Although on the whole I am a great fan of Mildred Pierce, I must acknowledge that one of its weaknesses is its pacing. The movie clocks in at nearly two hours long, and yet some of its scenes race along as if they are in a contest to finish with record speed. The audience that I saw the movie with tittered during these sequences, largely influenced by the melodramatic twists and turns that the movie was engendering in a small space. But there were other reasons for the audience to chuckle to itself, and they were not necessarily weaknesses in the film. I got the distinct feeling that my fellow movie-goers were giggling nervously at times, especially in scenes that featured Veda.

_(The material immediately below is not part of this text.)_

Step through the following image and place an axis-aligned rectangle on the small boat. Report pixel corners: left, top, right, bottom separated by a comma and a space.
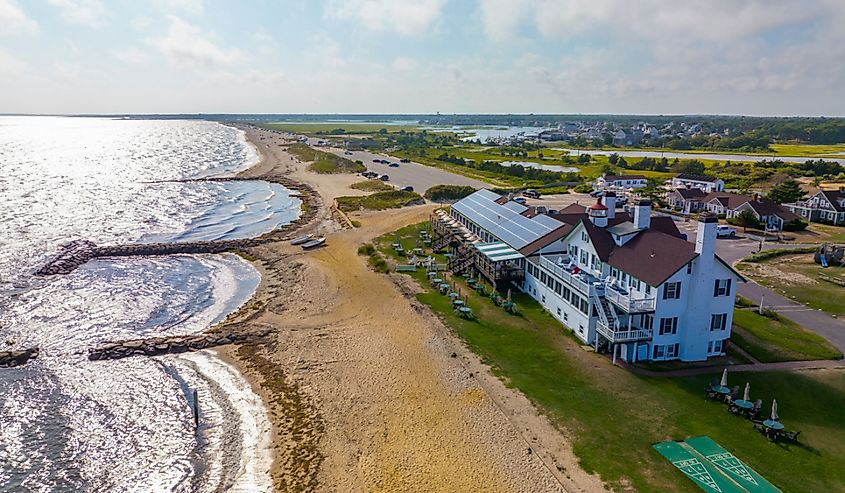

I propose that their nervousness had to do with their discomfort at Veda’s objective evil. She is a rare film creation: a character who is so bad, so depraved in her badness, that her persona seems to exist beyond the film. Mildred Pierce is a great story about establishing a successful business and an intriguing melodrama about a woman’s love life, but it is for me primarily a terrific movie about being related to, and being devoted to, someone who turns out to be a terrible person. Watching Mildred continue to love Veda in spite of what Veda does to her is painful up to the very end, but perhaps that is one of the story’s strengths and one of the things that earned Joan Crawford an Oscar for her performance as Mildred: the way that the movie allows Mildred to be both hard-edged in business and vulnerable in her private life, even if that means being attached to someone who is so obviously rotten. In this way, Mildred Pierce may make us feel uncomfortable or as if we are watching something depraved and unnatural, but that is precisely where much of its power lies. It manages to make a mother-daughter relationship more intriguing than a murder story, which is a huge testament both to the movie’s acting and construction and to the story’s ability to unnerve us through everyday cruelty rather than just crime.